Alkylglycerol (AKG)- weiterer Bestandteil der Tianshi Aalöl- Kapseln-
ist ein Etherlipid, das auch in der menschlichen Leber, in der Milz, im
Knochenmark und vor allem in Muttermilch vorkommt. Diese Organe haben
die Aufgabe, Krankheiten abzuwehren und das Immunsystem intakt zu halten.

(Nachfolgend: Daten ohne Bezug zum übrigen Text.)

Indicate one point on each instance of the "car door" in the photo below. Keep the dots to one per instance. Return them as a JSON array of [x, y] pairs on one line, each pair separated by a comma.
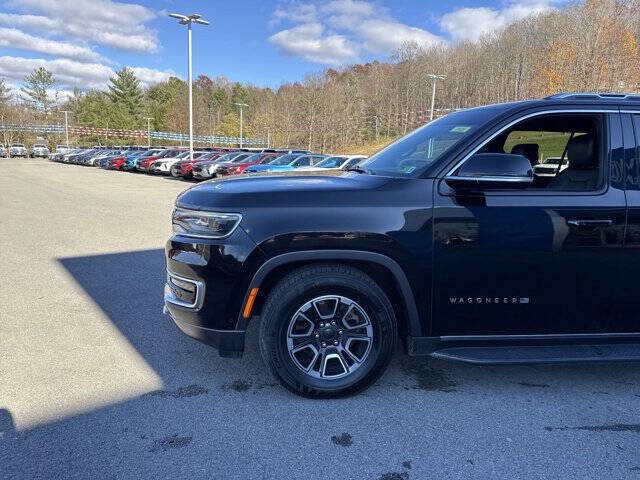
[[628, 295], [521, 262]]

Umfangreiche Studien belegen, dass Alkylglycerol die Produktion der
weißen Blutkörperchen (Leukozyten) anregt. Dabei aktiviert es die
körpereigenen Abwehrmechanismen und hilft Viruserkrankungen und grippale
Infekte zu überwinden.
Wie
die Ergebnisse der Nationalen Verzehrsstudie zeigen, findet der
Speiseplan mit 2-3 Fischmalzeiten die Woche bei der Mehrheit der
Verbraucher leider wenig Akzeptanz. Eine andere Möglichkeit, das
Versorgungskonzept mit ω-3-Fettsäuren abzusichern, bietet die Einnahme
von Aalölkapseln.
Tianshi- Aalöl- Kapseln sind völlig geschmack- und geruchlos, so dass
ihr Verzehr ganz angenehm ist. Dies verdanken wir einem speziellen
Raffinationsverfahren, das die Herstellung besonders reinen Öls
ermöglicht. Mit ihm wird eine geruchs- und geschmacksneutrale
Anreicherung erzielt.
Aal
ist ein besonderer Fisch, da er sowohl an ω-3-Fettsäuren als auch an AKG
besonders reich ist (1g Tianshi- Aalöl enthält 44 mg EPA + DHA und 600
mg AKG). Mit nur 6 Kapseln täglich leisten Sie einen wertvollen Beitrag
für Ihre Gesundheit, ohne sich dabei Sorgen um die regelmäßigen
Fischmalzeiten zu machen.
Zusammenfassung:
Omega-3-Fettsäuren
üben eine positive Wirkung auf den Fettstoffwechsel aus und helfen mit,
Herz und Kreislauf zu schützen. Aalöl-Kapseln enthalten 500 mg Aalöl mit
wertvollen Omega-3-Fettsäuren. Ihr regelmäßiger Verzehr leistet einen
Beitrag zum Erhalt der Gesundheit und des gesamten Organismus.